Experimental study on the seismic performance of GFRP-stiffened steel plate shear walls

Abstract

This study conducted experimental investigations to evaluate the seismic performance of steel plate shear wall (SPSW) with infilled flat and corrugated steel plates stiffened by GFRP plates. Four half-scale specimens were subjected to cyclic quasi-static tests, comprising two specimens with ordinary flat and corrugated steel plates, and two specimens with flat and corrugated steel plates reinforced by GFRP plates. The objective of this study was to reveal how the form of steel plates (flat or corrugated) and the arrangement of GFRP plates influenced the seismic performance of SPSW. The research discussed the failure modes, lateral load-bearing mechanism, ultimate shear resistances, and energy-dissipating capacities of the different specimens.
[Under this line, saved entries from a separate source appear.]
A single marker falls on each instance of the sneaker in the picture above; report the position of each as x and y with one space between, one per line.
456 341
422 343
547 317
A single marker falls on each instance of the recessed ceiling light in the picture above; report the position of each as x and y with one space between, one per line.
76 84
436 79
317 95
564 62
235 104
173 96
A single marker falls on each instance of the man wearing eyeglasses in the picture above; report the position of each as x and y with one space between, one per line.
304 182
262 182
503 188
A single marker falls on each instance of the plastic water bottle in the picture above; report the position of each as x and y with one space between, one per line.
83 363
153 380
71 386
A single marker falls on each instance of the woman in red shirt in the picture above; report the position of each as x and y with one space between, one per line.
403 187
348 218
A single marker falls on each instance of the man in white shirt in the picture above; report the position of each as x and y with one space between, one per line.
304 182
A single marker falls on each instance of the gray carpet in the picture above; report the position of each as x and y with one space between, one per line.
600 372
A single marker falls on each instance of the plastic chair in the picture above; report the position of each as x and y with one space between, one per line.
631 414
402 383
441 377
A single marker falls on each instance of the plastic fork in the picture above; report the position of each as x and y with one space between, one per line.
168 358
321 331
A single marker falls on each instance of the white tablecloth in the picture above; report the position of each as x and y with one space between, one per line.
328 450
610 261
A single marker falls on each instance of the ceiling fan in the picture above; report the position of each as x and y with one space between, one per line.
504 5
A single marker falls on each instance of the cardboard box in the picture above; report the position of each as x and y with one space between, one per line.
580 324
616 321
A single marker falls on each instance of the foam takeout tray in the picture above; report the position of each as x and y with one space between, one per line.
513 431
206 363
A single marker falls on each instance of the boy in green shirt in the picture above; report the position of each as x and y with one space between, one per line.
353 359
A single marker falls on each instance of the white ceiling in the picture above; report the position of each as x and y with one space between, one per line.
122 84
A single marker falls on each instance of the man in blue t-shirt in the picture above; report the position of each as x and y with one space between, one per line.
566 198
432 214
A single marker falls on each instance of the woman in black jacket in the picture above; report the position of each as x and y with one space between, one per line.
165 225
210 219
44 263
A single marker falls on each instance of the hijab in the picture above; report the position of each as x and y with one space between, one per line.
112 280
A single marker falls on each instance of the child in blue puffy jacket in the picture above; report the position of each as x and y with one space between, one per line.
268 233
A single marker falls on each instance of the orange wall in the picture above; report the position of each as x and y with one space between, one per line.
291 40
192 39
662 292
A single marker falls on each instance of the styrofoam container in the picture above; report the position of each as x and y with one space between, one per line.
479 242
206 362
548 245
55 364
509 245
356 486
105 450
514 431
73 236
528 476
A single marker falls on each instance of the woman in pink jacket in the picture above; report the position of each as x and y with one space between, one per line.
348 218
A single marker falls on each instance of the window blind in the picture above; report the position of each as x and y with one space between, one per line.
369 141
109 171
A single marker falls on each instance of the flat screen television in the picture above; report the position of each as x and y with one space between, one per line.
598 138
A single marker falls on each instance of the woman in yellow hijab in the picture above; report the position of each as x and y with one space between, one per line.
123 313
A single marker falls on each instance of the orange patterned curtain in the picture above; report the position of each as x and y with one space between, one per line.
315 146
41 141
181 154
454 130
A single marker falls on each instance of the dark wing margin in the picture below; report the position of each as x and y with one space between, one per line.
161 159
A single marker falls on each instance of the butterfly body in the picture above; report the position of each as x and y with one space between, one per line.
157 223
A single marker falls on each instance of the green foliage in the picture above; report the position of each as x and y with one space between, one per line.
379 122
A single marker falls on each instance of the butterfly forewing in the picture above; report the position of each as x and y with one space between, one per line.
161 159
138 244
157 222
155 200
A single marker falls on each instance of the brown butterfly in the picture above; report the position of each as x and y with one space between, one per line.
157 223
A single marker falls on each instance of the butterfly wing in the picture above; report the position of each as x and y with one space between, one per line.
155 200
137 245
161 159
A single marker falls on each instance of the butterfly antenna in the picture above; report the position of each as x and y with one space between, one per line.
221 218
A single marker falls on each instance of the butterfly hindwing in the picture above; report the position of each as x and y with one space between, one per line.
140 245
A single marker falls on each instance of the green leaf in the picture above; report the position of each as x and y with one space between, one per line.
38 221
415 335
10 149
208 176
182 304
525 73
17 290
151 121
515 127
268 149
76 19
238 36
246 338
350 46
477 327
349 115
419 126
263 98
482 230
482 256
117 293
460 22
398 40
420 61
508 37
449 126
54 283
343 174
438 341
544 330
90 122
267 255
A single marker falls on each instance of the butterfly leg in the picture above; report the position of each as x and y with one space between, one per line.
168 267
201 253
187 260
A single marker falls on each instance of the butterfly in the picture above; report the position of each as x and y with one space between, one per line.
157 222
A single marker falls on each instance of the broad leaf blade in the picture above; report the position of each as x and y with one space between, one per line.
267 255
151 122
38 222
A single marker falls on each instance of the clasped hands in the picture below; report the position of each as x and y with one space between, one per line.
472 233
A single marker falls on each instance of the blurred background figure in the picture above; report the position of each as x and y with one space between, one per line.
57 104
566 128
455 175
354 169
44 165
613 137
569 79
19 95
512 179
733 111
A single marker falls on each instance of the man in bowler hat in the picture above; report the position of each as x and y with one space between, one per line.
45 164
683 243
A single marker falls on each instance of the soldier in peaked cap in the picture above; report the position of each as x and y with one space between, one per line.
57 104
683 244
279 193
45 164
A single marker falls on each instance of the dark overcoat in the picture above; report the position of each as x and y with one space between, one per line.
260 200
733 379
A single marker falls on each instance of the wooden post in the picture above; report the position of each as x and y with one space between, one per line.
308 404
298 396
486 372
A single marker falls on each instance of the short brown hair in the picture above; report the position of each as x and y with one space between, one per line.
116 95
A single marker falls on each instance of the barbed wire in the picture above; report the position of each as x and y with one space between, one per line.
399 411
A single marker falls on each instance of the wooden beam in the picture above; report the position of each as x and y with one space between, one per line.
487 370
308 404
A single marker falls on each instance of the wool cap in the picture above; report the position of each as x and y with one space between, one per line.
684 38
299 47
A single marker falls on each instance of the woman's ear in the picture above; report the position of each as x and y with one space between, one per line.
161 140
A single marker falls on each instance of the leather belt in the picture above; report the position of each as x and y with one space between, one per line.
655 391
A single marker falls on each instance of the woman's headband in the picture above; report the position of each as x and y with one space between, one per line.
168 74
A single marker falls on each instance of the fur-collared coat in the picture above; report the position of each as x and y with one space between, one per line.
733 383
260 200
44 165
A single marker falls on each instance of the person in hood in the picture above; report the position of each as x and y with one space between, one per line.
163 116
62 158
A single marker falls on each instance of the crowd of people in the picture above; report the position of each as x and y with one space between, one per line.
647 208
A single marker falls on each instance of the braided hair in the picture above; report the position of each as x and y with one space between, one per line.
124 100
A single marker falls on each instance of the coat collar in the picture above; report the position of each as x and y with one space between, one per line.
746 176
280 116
The experimental findings demonstrated that incorporating GFRP plates provided more effective reinforcement for corrugated SPSW compared to flat SPSW. According to the experimental data, the ultimate lateral load-bearing capacity, ductility, and energy-dissipating of the GFRP-stiffened corrugated steel plate shear wall have been increased by 9.3%, 46.4%, and 79.9% respectively compared with the unstiffened one, and the degree of stiffness degradation has been reduced by 10.2%. The findings of this study will provide important references for subsequent research on GFRP-stiffened steel plate shear walls.